Despite these limitations, the tool demonstrates clear value as a static screening result for rural planning. For a decision-maker, its strength lies in its ability to quickly perform initial risk assessments, as required for Danish municipalities, before committing to mandatory and resource-intensive dynamic modeling [
2]. In theory, the model can be asserted to be theoretically globally applicable, as the only data requirement consists of a DTM. However, its practical use is contingent on the availability of high-resolution DTM data. Furthermore, as this study is a proof-of-concept on a single watershed, its broader applicability and robustness require further testing across diverse watersheds and terrains.
While the use of GPT-4 in scripting the tool was a novel approach, the process revealed limitations in its geospatial reasoning capabilities. Most notably, the model had a tendency for hallucinating functions for the niche and specialized PCRaster toolbox, which is in line with findings on LLM performance in geospatial code generation [
5], and so the human–AI approach was essential to provide domain-expertise and technical oversight to offset LLM limitations. However, while newer models at the time of publication have demonstrated remarkable advancements and improved geospatial reasoning capabilities [
5,
16,
21], GPT-4 significantly accelerated code structuring and reduced development time compared to a manual process.

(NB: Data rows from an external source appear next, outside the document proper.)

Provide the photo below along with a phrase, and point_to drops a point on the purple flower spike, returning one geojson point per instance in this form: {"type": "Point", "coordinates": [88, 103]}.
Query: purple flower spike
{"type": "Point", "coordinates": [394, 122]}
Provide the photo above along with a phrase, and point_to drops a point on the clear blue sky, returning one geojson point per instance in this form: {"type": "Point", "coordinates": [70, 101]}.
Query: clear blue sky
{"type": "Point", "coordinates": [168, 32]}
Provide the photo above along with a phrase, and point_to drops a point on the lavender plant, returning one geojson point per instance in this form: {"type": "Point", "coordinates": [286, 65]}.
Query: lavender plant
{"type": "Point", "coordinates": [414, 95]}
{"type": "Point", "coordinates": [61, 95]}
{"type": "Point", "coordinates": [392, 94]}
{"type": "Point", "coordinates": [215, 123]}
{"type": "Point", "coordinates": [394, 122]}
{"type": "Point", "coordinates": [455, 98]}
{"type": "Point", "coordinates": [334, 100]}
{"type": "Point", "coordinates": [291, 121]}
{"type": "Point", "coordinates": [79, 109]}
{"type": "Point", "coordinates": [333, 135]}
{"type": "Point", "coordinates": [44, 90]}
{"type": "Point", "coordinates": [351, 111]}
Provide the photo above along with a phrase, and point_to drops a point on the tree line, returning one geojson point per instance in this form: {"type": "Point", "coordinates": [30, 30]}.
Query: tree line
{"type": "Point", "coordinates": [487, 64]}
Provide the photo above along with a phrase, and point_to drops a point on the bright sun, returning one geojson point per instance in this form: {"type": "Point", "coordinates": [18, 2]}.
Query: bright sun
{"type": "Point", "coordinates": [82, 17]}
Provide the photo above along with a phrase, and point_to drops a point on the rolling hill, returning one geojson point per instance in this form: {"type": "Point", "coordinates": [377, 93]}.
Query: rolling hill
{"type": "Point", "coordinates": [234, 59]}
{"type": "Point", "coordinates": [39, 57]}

This study demonstrates that an LLM-assisted approach can significantly accelerate the development of specialized GIS tools by domain experts. The specific screening tool developed offers practical value to planners managing cloudburst and runoff risks in rural catchments across the globe. Key future work for enhancing this tool involves refining DTM preprocessing techniques to address challenges with stream breaks along with refinement of the volume estimation calculation. Beyond this specific application, continued exploration of human–AI collaborative models and the advancing geospatial capability of LLMs holds potential for democratizing automation and accessibility of advanced decision-support systems across GIS-sciences.
6. Conclusions
This study introduced a hydrological application that streamlines cloudburst risk assessment screening using terrain data, a defined area of interest, and a static hydrological modeling approach. Developed with LLM-assisted scripting supported by GPT-4, the tool delineates upstream catchments and stream networks, providing preliminary flood risk insights. While limited by static assumptions and the exclusion of hydrological infrastructure, its runtime and low data requirements make it well suited for low-entry use, particularly in rural planning contexts. The study demonstrates the efficacy of using LLMs as coding assistants for specialized GIS applications, highlighting the potential of such guided methodologies to bridge technical gaps, accelerate the development of domain-specific tools, and ultimately enhance the accessibility of advanced GIS-based workflows for domain experts in real-world planning applications.